Kulkarni Abhaya V, Warf Benjamin C, Drake James M, Mallucci Conor L, Sgouros Spyros, Constantini Shlomi
Division of Neurosurgery, The Hospital for Sick Children, University of Toronto, Room 1503, 555 University Avenue, Toronto, Ontario, Canada.
Childs Nerv Syst. 2010 Dec;26(12):1711-7. doi: 10.1007/s00381-010-1195-x. Epub 2010 Jun 16.
Surgery for children in developing nations is challenging. Endoscopic third ventriculostomy (ETV) is an important surgical treatment for childhood hydrocephalus and has been performed in developing nations, but with lower success rates than in developed nations. It is not known if the lower success rate is due to inherent differences in prognostic factors.

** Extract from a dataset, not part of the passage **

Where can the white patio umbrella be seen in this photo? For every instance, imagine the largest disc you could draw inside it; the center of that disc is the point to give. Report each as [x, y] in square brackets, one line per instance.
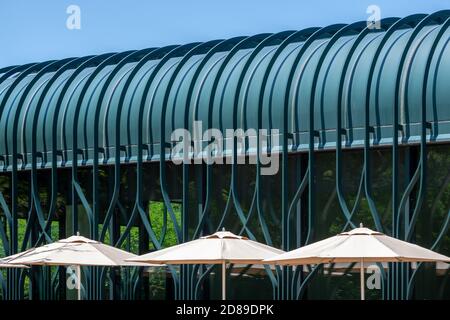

We analyzed a large cohort of children (≤20 years old) treated with ETV in developed nations (618 patients from Canada, Israel, United Kingdom) and developing nations of sub-Saharan Africa (979 patients treated in Uganda). Risk-adjusted survival analysis was performed.
The risk of an intra-operative ETV failure (an aborted procedure) was significantly higher in Uganda regardless of risk adjustment (hazard ratio (HR), 95% confidence interval (CI), 11.00 (6.01 to 19.84) P<0.001). After adjustment for patient prognostic factors and technical variation in the procedure (the use of choroid plexus cauterization), there was no difference in the risk of failure for completed ETVs (HR, 95% CI, 1.04 (0.83 to 1.29), P=0.74).
Three factors account for all significant differences in ETV failure between Uganda and developed nations: patient prognostic factors, technical variation in the procedure, and intra-operatively aborted cases. Once adjusted for these, the response to completed ETVs of children in Uganda is no different than that of children in developed nations.
为发展中国家的儿童进行手术具有挑战性。内镜下第三脑室造瘘术(ETV)是治疗儿童脑积水的一种重要手术方法,已在发展中国家开展,但成功率低于发达国家。目前尚不清楚成功率较低是否是由于预后因素的固有差异所致。
我们分析了在发达国家(来自加拿大、以色列、英国的618例患者)和撒哈拉以南非洲发展中国家(乌干达治疗的979例患者)接受ETV治疗的一大群儿童(≤20岁)。进行了风险调整生存分析。
无论风险调整如何,乌干达术中ETV失败(手术中止)的风险均显著更高(风险比(HR),95%置信区间(CI),11.00(6.01至19.84),P<0.001)。在调整患者预后因素和手术技术差异(脉络丛烧灼的使用)后,完成ETV手术的失败风险没有差异(HR,95%CI,1.04(0.83至1.29),P=0.74)。
乌干达和发达国家之间ETV失败的所有显著差异可归因于三个因素:患者预后因素、手术技术差异和术中中止的病例。一旦对此进行调整,乌干达儿童对完成的ETV手术的反应与发达国家儿童无异。